Structurée autour de la trajectoire militante « espagnole » de Bernard Pensiot (1948-2018) – qui lui valut, comme son copain Victor Simal, d’être encabané à la Modelo de Barcelone huit mois durant –, l’étude de David Rappe relève d’un double pari : rendre hommage à cet activiste de l’ombre et tenter, sans mythification ni simplification historique, de restituer ce qui se joua autour de cette météorique reconstruction-déconstruction de la CNT (Confédération nationale du travail) de la fin des années soixante-dix. Période qui amena aussi Bernard à se consacrer, lors de sa détention, au grand mouvement des prisonniers d’Espagne regroupés dans la Coordination des prisonniers en lutte (COPEL) pour l’amnistie générale.
Espoirs déçus marque un nouveau jalon dans l’histoire de cette période où, par un effet un peu mécanique de volontarisme et de réémergence mémorielle conjugués, la CNT sembla retrouver une clarté seconde et réinventer un possible perpétuel. À vrai dire, nous y avons cru, ou plutôt nous croyions qu’elle avait toutes les raisons de renaître, porté·e·s que nous étions par l’illusion qu’aucun mouvement libertaire conséquent ne pouvait exister en Espagne, terre d’anarchisme par excellence, privé de son axe central, à savoir son organisation de classe…

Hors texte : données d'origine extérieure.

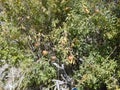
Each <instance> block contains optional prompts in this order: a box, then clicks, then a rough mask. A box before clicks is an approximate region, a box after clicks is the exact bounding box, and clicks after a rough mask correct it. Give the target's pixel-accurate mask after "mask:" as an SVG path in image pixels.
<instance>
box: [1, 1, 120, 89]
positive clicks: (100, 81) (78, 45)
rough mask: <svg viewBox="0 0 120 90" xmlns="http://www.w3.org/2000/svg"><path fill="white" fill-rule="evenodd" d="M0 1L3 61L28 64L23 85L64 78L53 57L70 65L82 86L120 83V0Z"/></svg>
mask: <svg viewBox="0 0 120 90" xmlns="http://www.w3.org/2000/svg"><path fill="white" fill-rule="evenodd" d="M0 4H1V7H0V8H1V10H2V11H1V12H0V22H1V23H0V42H1V43H0V59H1V61H0V66H2V65H4V64H5V63H8V64H10V65H11V66H15V67H20V68H21V69H22V73H23V74H24V79H23V80H22V83H21V85H19V87H18V88H17V89H22V90H24V89H26V88H29V87H37V86H39V85H41V84H43V85H45V86H46V87H49V86H50V85H52V84H53V83H52V79H57V77H59V76H58V74H57V73H58V72H57V69H56V68H55V67H54V66H53V65H52V62H57V63H59V64H62V63H63V64H65V66H66V68H68V71H69V72H68V75H70V76H71V77H72V78H74V79H75V81H76V83H75V86H77V87H78V88H83V89H86V88H87V89H90V90H93V89H94V90H98V89H101V90H102V85H104V86H105V88H107V89H112V90H113V89H118V88H119V77H120V74H119V61H118V60H119V57H120V54H119V48H120V45H119V42H118V41H119V39H120V37H119V33H120V32H119V29H120V18H119V11H120V9H119V4H116V3H114V2H112V1H111V2H109V3H106V2H103V1H101V0H94V1H89V0H86V1H85V0H36V1H34V0H24V1H23V0H1V2H0ZM53 57H54V58H53ZM80 58H83V62H82V63H81V61H80ZM70 72H71V73H70ZM105 88H104V89H105Z"/></svg>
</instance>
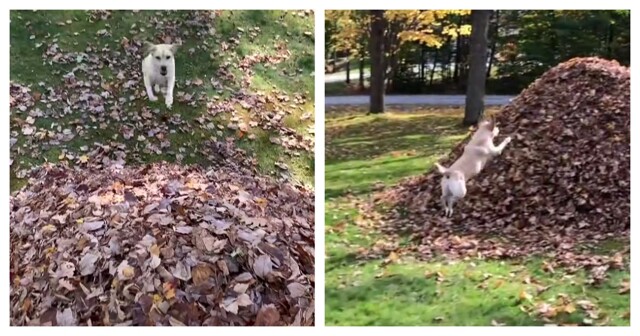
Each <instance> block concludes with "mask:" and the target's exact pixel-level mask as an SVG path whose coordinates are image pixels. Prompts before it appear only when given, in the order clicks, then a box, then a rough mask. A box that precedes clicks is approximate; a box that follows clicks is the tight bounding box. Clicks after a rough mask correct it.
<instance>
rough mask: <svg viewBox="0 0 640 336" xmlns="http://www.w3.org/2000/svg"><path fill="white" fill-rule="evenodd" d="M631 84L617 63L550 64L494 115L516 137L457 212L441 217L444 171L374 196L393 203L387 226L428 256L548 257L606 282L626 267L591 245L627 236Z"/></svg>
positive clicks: (400, 184) (433, 174) (448, 156)
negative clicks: (604, 279)
mask: <svg viewBox="0 0 640 336" xmlns="http://www.w3.org/2000/svg"><path fill="white" fill-rule="evenodd" d="M629 85H630V70H629V68H627V67H623V66H620V65H619V64H618V63H617V62H615V61H607V60H603V59H599V58H575V59H571V60H569V61H567V62H565V63H562V64H560V65H558V66H556V67H554V68H552V69H551V70H549V71H547V72H546V73H545V74H544V75H543V76H542V77H540V78H539V79H538V80H536V81H535V82H534V83H532V84H531V85H530V86H529V87H528V88H527V89H526V90H524V91H523V92H522V93H521V94H520V95H519V96H518V97H517V98H516V99H514V100H513V101H512V103H510V104H509V105H507V106H505V107H504V108H503V109H502V111H501V113H499V114H498V116H497V122H498V124H499V126H500V136H499V137H504V136H511V137H512V138H513V141H512V142H511V144H510V145H509V147H507V149H506V150H505V151H504V152H503V153H502V155H501V156H499V157H497V158H495V159H494V160H493V161H491V162H490V163H489V164H488V166H487V167H486V169H485V170H484V171H483V172H482V173H481V174H480V175H479V176H477V177H475V178H474V179H473V180H472V181H469V183H468V193H467V196H466V197H465V198H464V199H463V200H462V201H461V202H460V204H459V206H458V207H457V209H456V214H454V217H453V218H452V219H445V218H444V217H443V216H442V213H443V212H442V208H441V207H440V204H439V198H440V176H439V174H438V173H437V172H435V171H431V172H428V173H426V174H425V175H423V176H419V177H416V178H411V179H408V180H406V181H404V182H403V183H401V184H399V185H398V186H396V187H394V188H391V189H390V190H387V191H384V192H383V193H382V194H381V195H378V201H379V202H380V203H382V204H385V205H388V204H389V203H391V204H392V205H393V206H392V208H393V210H394V211H392V212H391V214H389V215H388V216H387V218H385V219H384V220H382V222H383V223H384V224H383V226H384V227H383V229H384V230H385V231H386V232H388V233H390V234H404V233H406V232H410V233H411V234H412V237H413V240H414V241H415V242H416V243H417V244H416V245H414V246H413V249H414V251H415V252H418V254H419V255H420V256H421V257H423V258H430V257H432V256H434V255H436V254H445V255H448V256H457V257H481V258H506V257H511V258H518V257H527V256H532V255H545V256H549V257H550V260H551V261H550V263H551V266H552V265H560V266H565V267H567V268H569V269H576V268H581V267H587V268H589V269H591V271H592V278H593V281H599V280H601V279H602V278H603V277H604V276H606V272H605V271H606V269H608V268H609V267H621V266H622V257H621V254H620V253H617V254H615V255H600V254H597V253H595V252H592V250H591V249H590V248H589V247H590V246H595V244H596V243H598V242H601V241H603V240H607V239H628V237H629V227H630V218H629V213H630V146H629V143H630V133H629V132H630V88H629ZM497 141H501V139H498V140H497ZM464 144H465V142H462V143H461V144H459V145H458V146H457V147H456V148H455V149H454V150H453V151H452V152H451V154H450V155H449V156H448V157H447V158H445V159H444V160H442V164H444V165H445V166H448V165H450V164H451V163H452V162H453V161H454V160H455V159H456V158H457V157H459V156H460V153H461V152H462V150H463V146H464ZM619 252H623V251H619Z"/></svg>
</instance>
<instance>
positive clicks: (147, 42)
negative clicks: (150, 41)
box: [142, 41, 156, 55]
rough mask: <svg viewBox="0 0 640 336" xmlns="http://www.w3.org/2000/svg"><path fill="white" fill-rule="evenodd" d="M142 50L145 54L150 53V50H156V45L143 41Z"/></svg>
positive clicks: (153, 50) (150, 42) (147, 41)
mask: <svg viewBox="0 0 640 336" xmlns="http://www.w3.org/2000/svg"><path fill="white" fill-rule="evenodd" d="M142 50H143V51H144V54H145V55H148V54H151V53H152V52H154V51H156V45H155V44H153V43H151V42H149V41H144V43H143V44H142Z"/></svg>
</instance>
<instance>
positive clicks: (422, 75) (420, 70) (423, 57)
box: [419, 45, 425, 82]
mask: <svg viewBox="0 0 640 336" xmlns="http://www.w3.org/2000/svg"><path fill="white" fill-rule="evenodd" d="M424 54H425V52H424V46H423V45H421V46H420V67H419V68H420V81H421V82H423V81H424Z"/></svg>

La focale qu’adopte David Rappe dans son texte offre une vision éclairante sur une frange remuante du jeune mouvement libertaire espagnol qui, à partir de 1976, se développa, sur les marges d’une CNT ouverte à tous les vents, en recyclant des pratiques quotidiennistes issues de 1968, corrélées à certaines appétences pour le spectacle de la lutte armée. C’est une histoire d’autant plus mal connue que celles et ceux qui la firent, la vécurent et, pour nombre de ses protagonistes, s’y brûlèrent les ailes ; ils se voulaient plus adeptes des parcours buissonniers que des sentiers balisés.
C’était ne rien comprendre à la logique même de ladite transition-transaction « démocratique » dont le principal projet, de « droite » postfranquiste et de « gauche » antifranquiste, consistait précisément à marginaliser le franquisme systémique et oligarchique avant de le démanteler, condition nécessaire pour rallier le monde « libre » de la démocratie représentative du profit maximal. Autrement dit, on changeait d’époque. L’Espagne avait cessé de se prétendre « différente » : elle voulait être désormais une partie du Tout-Capital, la pointe avancée du Grand Marché européen.